After being entertained by a local music group whilst sipping on honey tea, ginger and fresh fruits, the group in twos, boarded small canoes paddled by mostly ladies. Through the narrow winding canals, over hung by palms, each craft threaded its way to finally link up with our slightly larger motor boat which then transported us onto our next stop.

Here we were treated to the delicacy of "Elephant Ear Fish’ which is deep fried and presented, together with its scales, upright between wooden pegs. 

The fish derives its name because of the large double tail fins and is famous within the region.

The fish flesh along with glass noodles, green herbs and cucumber is then rolled in rice paper, dipped in fish sauce and presented for eating. The cameras were quickly clicking away at this presentation.

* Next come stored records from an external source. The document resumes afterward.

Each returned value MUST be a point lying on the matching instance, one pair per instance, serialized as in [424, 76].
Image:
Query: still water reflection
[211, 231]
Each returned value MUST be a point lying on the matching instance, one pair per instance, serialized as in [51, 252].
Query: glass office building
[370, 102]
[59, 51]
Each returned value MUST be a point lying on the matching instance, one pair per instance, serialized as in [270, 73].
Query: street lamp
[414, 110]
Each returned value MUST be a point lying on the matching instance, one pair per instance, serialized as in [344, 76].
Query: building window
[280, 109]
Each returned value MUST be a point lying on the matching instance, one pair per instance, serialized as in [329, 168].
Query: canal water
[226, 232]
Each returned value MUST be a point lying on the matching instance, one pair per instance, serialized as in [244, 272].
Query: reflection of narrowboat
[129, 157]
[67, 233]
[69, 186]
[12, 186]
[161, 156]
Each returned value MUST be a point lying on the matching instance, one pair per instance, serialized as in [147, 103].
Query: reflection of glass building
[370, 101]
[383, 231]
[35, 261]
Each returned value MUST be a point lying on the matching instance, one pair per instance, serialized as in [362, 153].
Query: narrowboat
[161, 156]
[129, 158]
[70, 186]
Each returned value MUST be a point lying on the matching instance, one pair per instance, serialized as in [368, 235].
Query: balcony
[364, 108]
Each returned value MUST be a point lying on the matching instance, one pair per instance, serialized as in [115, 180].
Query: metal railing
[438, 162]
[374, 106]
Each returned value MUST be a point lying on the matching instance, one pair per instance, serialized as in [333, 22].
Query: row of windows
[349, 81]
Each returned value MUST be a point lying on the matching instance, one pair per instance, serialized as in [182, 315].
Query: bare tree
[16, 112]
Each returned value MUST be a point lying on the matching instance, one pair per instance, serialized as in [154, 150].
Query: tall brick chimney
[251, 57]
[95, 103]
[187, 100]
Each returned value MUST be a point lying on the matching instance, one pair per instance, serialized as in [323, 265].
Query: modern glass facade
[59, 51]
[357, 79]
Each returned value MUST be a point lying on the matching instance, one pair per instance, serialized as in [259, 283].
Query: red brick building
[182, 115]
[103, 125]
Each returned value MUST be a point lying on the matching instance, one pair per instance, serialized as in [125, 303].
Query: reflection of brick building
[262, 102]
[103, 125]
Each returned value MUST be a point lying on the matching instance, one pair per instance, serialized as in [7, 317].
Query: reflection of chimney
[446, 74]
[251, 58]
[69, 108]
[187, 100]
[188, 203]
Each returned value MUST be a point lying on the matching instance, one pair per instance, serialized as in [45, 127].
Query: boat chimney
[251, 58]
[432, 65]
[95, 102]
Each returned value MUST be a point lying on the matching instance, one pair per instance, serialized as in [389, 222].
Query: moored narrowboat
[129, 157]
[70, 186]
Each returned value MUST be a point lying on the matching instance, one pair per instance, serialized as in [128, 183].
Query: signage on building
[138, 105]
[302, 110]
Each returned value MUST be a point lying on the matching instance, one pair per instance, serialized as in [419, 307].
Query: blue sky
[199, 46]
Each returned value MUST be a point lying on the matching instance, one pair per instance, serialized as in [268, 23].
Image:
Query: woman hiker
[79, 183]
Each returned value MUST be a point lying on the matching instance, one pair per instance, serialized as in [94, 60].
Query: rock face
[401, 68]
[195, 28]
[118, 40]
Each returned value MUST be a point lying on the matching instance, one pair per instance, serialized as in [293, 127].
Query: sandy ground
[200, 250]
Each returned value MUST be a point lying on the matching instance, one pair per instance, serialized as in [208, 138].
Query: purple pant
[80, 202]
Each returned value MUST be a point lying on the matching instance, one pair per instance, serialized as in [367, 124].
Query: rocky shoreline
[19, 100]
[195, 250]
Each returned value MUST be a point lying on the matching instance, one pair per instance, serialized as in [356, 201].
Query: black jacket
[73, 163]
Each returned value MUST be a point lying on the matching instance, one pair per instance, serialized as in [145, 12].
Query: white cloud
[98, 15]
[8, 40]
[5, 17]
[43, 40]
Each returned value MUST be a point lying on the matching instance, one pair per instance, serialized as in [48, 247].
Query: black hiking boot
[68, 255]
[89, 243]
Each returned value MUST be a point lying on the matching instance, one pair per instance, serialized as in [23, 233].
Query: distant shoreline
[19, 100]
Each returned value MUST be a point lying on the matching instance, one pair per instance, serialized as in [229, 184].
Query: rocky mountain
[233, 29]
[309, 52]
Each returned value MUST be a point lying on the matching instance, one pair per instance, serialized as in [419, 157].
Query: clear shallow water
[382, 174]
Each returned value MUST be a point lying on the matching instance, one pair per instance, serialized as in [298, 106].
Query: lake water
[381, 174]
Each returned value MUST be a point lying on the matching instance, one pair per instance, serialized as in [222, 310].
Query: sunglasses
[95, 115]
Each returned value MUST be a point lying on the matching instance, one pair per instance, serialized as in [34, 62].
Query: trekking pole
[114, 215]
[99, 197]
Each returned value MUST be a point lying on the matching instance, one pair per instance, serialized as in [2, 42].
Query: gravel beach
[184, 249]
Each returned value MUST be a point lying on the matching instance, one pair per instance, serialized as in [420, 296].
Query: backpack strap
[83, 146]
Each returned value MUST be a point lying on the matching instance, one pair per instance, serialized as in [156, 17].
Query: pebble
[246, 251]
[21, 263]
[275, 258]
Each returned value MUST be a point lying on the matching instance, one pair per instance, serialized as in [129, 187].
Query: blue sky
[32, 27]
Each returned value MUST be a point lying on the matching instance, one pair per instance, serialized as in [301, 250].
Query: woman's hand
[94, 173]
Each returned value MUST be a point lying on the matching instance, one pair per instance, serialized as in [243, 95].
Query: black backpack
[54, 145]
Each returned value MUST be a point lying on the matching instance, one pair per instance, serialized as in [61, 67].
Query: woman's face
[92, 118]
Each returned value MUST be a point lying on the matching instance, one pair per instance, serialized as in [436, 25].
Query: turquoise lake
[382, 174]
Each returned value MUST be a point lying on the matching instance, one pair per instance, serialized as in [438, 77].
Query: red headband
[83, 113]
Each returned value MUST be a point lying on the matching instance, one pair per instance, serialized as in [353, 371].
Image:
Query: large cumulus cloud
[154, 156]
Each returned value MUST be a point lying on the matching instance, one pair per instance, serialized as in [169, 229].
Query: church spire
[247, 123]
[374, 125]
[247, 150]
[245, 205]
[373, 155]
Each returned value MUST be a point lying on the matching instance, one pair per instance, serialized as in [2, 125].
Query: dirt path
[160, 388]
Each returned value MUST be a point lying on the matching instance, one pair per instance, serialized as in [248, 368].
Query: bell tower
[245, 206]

From our lunch we travelled back to the wharf to board our vehicle for the next leg of our journey – our road trip to Tra Vinh for our overnight stop.

But Oh! What a chance meeting.

On the car/bike/passenger ferry crossing one section of the Mekong, I recognised a monk from the Chau Co Temple or “Temple of the Birds" that I had photographed back in February 2009. On speaking with him, our group was quickly invited to visit his home and temple at 6:00 am the following morning, even though it meant us departing our overnight hotel at 5:00am to travel to the temple.

After the ferry ride and approaching Tra Vinh, the late afternoon light became so beautiful for photography.

Long, our guide and I decided to stop at the Ao Ba Om Temple for the group to photograph within the grounds of the temple and to make use of this beautiful late afternoon light.

Here I met and photographed another monk (Phuong) who had been at the temple for 18 years after first entering monkhood at the age of 19 years. He intended to remain at the temple and study for the rest of his life. With my interpreter Long, we were able to establish quite a conversation, albeit that the conversation was partly in Khmer language.

My new monk friend invited our group into the innermost sanctum of the temple where the group was allowed to practice their low light photography skills. The result, with some tuition, resulted in some amazing images for the group.

So another full day was drawing to a close and with an extremely early morning start tomorrow, the group were happy to download images, review their photos for the day and retire after dinner at the hotel.